In 1927, the Indian Cinematograph Act Report was authored by a committee appointed by the British Indian government. This committee was tasked with examining and making recommendations related to censorship, film production, and exhibition practices across the country. The report shed light on the complex relationship between cinema and governance during the colonial period. The British government’s actions in confiscating and controlling the narrative through film censorship demonstrate the extent to which cinema was seen as a powerful discourse for shaping public opinion. On one hand, with the outbreak of the Second World War in 1939, war propaganda films served as instruments for rallying support for the British war effort while on the other hand, non fiction cinema, in its nascent stages, found itself grappling with a potent mix of grief and national consciousness, capturing the iconic moments of political leaders. One may consider the example of the historic Dandi March in 1930, led by Mahatma Gandhi; unfortunately, the only images of this event and the subsequent police crackdown that survived were those captured by American newsreel companies. These companies managed to smuggle out footage of the Dandi March and released it in theatres in America. American newsreel companies saw greater commercial value in covering Gandhi compared to domestic events. The international appeal of Gandhi’s non-violent resistance and the exotic imagery of India attracted audiences in the West. With limited resources and preservation infrastructure, any Indian footage that existed might have simply deteriorated over time or been neglected due to the focus on Western versions of the event. The news of Gandhi’s assassination in 1948 plunged the nation into mourning. His five-mile funeral procession, followed by over half a million people, was a testament to his stature and the unifying power of his message was captured with the surging crowd breaking through police cordons, and the final pyre. Funerals, once private moments of grief, became public spectacles, their images and emotions amplified on screen, stirring national consciousness and forging collective identities.

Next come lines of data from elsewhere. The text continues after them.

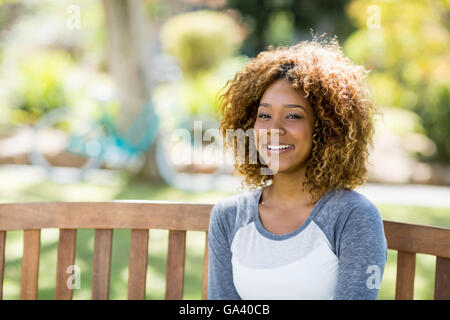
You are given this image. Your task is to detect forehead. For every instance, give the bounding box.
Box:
[260,79,311,109]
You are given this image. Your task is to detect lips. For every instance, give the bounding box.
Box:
[263,143,295,153]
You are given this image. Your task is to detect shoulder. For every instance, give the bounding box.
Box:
[210,189,259,239]
[314,189,383,246]
[322,189,380,220]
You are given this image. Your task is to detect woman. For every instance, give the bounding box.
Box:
[208,39,387,299]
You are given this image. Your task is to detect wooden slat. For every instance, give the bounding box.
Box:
[0,201,213,231]
[166,230,186,300]
[128,230,148,300]
[384,220,450,258]
[0,231,6,300]
[20,230,41,300]
[202,232,209,300]
[55,229,77,300]
[434,257,450,300]
[92,229,113,300]
[395,251,416,300]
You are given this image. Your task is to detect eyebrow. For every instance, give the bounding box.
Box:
[259,103,306,112]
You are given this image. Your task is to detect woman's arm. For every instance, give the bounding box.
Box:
[208,204,241,300]
[335,201,387,300]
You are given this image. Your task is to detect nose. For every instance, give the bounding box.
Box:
[267,118,286,136]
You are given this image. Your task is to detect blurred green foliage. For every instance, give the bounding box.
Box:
[155,10,248,119]
[161,10,242,74]
[13,50,72,123]
[228,0,355,56]
[344,0,450,163]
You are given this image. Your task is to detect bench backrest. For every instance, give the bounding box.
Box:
[0,201,450,299]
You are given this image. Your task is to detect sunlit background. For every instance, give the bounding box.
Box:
[0,0,450,299]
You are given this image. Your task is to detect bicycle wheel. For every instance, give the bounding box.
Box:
[156,115,229,192]
[28,107,104,182]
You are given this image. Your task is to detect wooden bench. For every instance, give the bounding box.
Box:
[0,201,450,299]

The aesthetic of post-colonial Indian documentaries especially in the contemporary times wasn’t simply an extension of the past or a reaction to the present. They were a dynamic blend of pre-independence legacies, post-colonial realities, and international influences, resulting in a unique cinematic language that challenged established norms, amplified critical voices, and documented the socio-political struggles of a nation still finding its own voice since 1947. Dissatisfied with the post-independence reality, the 1970s saw the rise of independent documentaries, fuelled by a need for critical voices. Breaking free from conventional narratives, filmmakers experimented with non-chronological structures, juxtapositions, and subjective perspectives, reflecting the complexity of social realities and challenging viewers to actively engage with the content. While the colonial legacy need not define our cultural landscape, yet we often see a chilling reflection in our times. The state, steeped in the hangover of imperial control, sought to sculpt reality through censorship; this nascent form wielded a subversive lens. The response was predictable- Films were banned, confiscated, labelled anti-national. The silencing of critical voices of students, the systematic dismantling of cultural institutions, the use of draconian laws to arrest and detain activists and journalists; misinformation wielded as a weapon against dissent targeting minorities and any citizen going against the ideologies of the ruling state. But history has taught us this — when narratives are controlled, resistance will find its voice. My experience with the farmers is proof of this. In their hushed discussions, their questioning eyes, reflecting their own struggles, “What if we could choose?” Like the travelling cinemas of yore, filmmakers adopted guerrilla tactics. Screenings became clandestine rituals, held in hushed whispers, whispers that grew into roaring chants when farmers defied corporate land grabs, or slum dwellers refused to be voiceless cogs in the economic machine. In that act lies the future of India’s cultural landscape — recognising our own agency through the use of documentary narratives, both as a filmmaker and a spectator.